If you like playing the lottery and need a checking account, a chance at prizes might be just enough to entice you to open one at a particular bank.
Prize-linked checking is designed for the game player in you. For now, only a few credit unions offer these accounts, which give checking customers the chance to win prizes or small amounts of money by opening checking accounts and then making bank transactions.
They're offshoots of prize-linked savings accounts, which were introduced a few years ago. Prize-linked checking accounts may end up being popular, says Ben Rogers, research director at Filene Research Institute in Madison, Wis. People like thrills, he says. For now, prize-linked checking's adoption has been spotty, but here's how these accounts came about and how they work.
The wind behind the introduction of prize-linked checking accounts is the intense competition between banks and credit unions for new customers, so prizes keep getting sweeter, Rogers says. And since checking accounts are the stickiest of all accounts -- people rarely move them once they've signed up -- it makes them a natural target offering for credit unions.

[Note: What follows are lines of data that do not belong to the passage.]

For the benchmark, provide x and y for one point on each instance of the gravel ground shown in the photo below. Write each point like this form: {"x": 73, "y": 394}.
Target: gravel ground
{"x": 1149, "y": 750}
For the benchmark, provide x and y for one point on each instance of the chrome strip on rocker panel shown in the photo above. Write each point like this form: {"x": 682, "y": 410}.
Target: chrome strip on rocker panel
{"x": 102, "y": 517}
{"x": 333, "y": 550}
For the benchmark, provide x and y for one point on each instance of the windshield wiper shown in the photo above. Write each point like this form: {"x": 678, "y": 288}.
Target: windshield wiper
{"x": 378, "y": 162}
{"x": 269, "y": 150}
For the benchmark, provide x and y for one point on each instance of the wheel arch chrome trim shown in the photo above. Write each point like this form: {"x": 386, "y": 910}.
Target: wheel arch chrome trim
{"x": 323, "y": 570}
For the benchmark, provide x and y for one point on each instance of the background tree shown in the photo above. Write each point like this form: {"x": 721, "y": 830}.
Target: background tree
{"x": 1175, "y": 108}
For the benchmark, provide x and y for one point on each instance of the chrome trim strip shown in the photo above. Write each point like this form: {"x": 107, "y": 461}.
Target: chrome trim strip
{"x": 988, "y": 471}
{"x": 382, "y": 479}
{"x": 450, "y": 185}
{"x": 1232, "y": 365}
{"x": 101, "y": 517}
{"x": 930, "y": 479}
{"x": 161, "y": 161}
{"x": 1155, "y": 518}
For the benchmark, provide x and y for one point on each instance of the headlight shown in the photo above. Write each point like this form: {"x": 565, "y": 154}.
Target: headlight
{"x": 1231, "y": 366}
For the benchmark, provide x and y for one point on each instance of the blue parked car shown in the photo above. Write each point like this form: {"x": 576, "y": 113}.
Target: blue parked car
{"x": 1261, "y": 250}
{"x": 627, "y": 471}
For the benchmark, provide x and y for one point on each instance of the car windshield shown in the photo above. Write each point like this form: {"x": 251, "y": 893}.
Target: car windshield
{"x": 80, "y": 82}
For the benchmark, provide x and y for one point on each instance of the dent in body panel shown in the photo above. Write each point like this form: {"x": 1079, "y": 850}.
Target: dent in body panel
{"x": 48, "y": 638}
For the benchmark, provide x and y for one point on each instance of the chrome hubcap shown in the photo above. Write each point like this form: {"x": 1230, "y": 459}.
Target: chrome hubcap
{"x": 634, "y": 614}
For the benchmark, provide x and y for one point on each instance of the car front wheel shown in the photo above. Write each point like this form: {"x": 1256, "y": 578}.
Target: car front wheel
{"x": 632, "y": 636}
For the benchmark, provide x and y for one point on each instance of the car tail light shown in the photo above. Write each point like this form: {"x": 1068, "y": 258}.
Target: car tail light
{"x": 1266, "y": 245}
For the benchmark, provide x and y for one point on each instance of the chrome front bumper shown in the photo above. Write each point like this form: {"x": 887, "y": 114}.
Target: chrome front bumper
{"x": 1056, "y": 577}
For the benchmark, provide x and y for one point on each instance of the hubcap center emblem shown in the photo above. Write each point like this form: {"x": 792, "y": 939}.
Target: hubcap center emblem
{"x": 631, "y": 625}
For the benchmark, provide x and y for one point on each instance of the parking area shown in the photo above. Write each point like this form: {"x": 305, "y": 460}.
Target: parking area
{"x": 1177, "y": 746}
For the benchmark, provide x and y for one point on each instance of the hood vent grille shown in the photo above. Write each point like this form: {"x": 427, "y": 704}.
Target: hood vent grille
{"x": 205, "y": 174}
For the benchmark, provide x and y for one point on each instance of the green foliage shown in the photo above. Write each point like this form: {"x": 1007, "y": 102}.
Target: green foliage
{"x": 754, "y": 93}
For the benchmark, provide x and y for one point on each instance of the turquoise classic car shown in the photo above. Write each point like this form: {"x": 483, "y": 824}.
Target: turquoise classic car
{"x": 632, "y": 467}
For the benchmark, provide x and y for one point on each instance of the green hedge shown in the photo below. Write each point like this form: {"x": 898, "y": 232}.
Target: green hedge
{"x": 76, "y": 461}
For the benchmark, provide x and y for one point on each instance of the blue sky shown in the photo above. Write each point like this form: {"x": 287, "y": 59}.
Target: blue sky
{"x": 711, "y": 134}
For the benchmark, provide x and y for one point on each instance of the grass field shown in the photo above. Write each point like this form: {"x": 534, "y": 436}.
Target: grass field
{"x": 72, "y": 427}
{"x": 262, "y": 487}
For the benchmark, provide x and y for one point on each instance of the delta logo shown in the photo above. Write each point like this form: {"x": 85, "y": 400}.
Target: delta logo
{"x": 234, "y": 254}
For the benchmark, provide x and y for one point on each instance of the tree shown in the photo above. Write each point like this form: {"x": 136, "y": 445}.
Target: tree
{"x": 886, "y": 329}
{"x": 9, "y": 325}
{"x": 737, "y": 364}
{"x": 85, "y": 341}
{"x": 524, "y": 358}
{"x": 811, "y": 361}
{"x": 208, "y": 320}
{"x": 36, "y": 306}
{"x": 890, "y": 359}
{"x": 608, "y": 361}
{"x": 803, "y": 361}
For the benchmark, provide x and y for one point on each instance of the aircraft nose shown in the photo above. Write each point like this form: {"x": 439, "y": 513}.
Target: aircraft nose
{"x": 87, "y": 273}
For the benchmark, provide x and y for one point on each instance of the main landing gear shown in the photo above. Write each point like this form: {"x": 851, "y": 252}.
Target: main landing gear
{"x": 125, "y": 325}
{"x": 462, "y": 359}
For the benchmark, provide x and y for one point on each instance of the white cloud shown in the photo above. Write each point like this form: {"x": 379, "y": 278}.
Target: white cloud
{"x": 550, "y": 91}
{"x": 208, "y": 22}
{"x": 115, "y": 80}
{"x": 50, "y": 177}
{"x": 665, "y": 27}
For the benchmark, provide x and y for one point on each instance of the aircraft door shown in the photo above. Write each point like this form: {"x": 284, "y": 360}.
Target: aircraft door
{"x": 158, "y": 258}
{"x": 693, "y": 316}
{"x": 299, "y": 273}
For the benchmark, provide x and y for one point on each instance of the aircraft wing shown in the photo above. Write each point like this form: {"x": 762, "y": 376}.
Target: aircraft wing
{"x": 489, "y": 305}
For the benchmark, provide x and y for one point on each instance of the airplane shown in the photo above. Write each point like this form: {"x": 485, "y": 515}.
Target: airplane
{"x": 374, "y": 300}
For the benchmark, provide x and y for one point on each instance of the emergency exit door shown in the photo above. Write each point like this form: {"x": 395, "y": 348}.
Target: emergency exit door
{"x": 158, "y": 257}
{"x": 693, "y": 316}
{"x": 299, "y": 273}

Sweepstakes are nothing new. However, banks are increasingly offering games as a way to mold customer behavior. For example, Ohio-based Fifth Third Bank held its "What Would You Do With $15,000?" Online Bill Pay Sweepstakes late last year. To qualify, customers had to pay at least five bills online. The more bills you pay, the more sweepstakes entries you get.
Perks for account holders
"These days, people are comparing accounts," says Hillary Kelbick, president of MKP Communications in New York, which develops marketing strategies for banks. "They want to know, 'What are you willing to give me?'"
Prize-linked checking accounts are one of the banking products that institutions have discovered to lure new account holders and to keep current ones.
Though it no longer offers its sweepstakes-linked checking account, one credit union in the Midwest was an early practitioner of prize-linked checking in 2007. To qualify, people had to have both a checking account and a savings account. Account holders who carried high average balances, used bill pay or kept their debit card active earned more chances to win cash prizes.
Recently, Tyndall Federal Credit Union in Panama City, Fla., began offering its hybrid Xtreme Checking, a prize-linked checking account for which account holders are automatically awarded monthly prizes such as an Xbox, a Kindle Fire or a gift card. An account holder gets one entry into the drawing every time he uses his debit card during that month. The more often he uses his debit card, the greater opportunity he has to win, says Lisa Warnick, a marketing specialist at Tyndall.
Targeting Gen Y
The intention is to woo members of Generation Y, or the 70-plus million people born in the 1980s and late '90s, Warnick says. "Banking is becoming so commoditized; we were looking for something different to offer."
To woo members, prize-linked checking accounts usually come with several incentives. For example, Xtreme Checking offers ATM surcharge refunds, free mobile depositing, and free iPhone and Android apps.
However, prize-linked checking isn't without its "gotchas." There are restrictions and a long list of contest rules to meet.
One downside is that transaction-based prizes encourage more debit card spending, says Adam Rust, research director for the nonprofit Reinvestment Partners in Durham, N.C. That same money might be better spent on savings, he says.
Rogers agrees. He says consumers need to act responsibly when using sweepstakes-linked debit cards. "Read the fine print, and look closely at fees," he says. For example, guidelines for Tyndall's Xtreme account require customers to make at least 15 debit card transactions in a month before qualifying for ATM refunds for that month.
Prize-linked savings accounts
Gamification of bank accounts first gained traction with prize-linked savings accounts, which give consumers a chance to win a prize just for saving money. Michigan Credit Union League launched its prize-linked savings accounts in the Save to Win program in 2009. So far in 2013, 38 Michigan credit unions were taking part in the program.
The Save to Win accounts require $25 deposits to enter the sweepstakes. Savers earn one raffle ticket for every additional $25 saved. Fifty $50 prizes were awarded monthly, January through April, while 75 $50 prizes are being awarded monthly, May through December. The annual grand prize is 10 awards each of $10,000.
Prize-linked savings accounts have since spread to several other states such as Washington and North Carolina, says Rogers, whose firm helped design the programs. They have changed their state laws to allow savings accounts to be linked to lotteries. "These accounts help people save money who didn't save before," he says.
In 2012, 15,000 participants in the Save to Win program collectively saved $43.6 million, according to the Michigan Credit Union League.
Compared to prize-linked savings programs, experts are skeptical about prize-linked checking. It's smarter to opt for prize-linked savings accounts, since they encourage good savings behaviors, Kelbick says. "You're just parking money and not making transactions."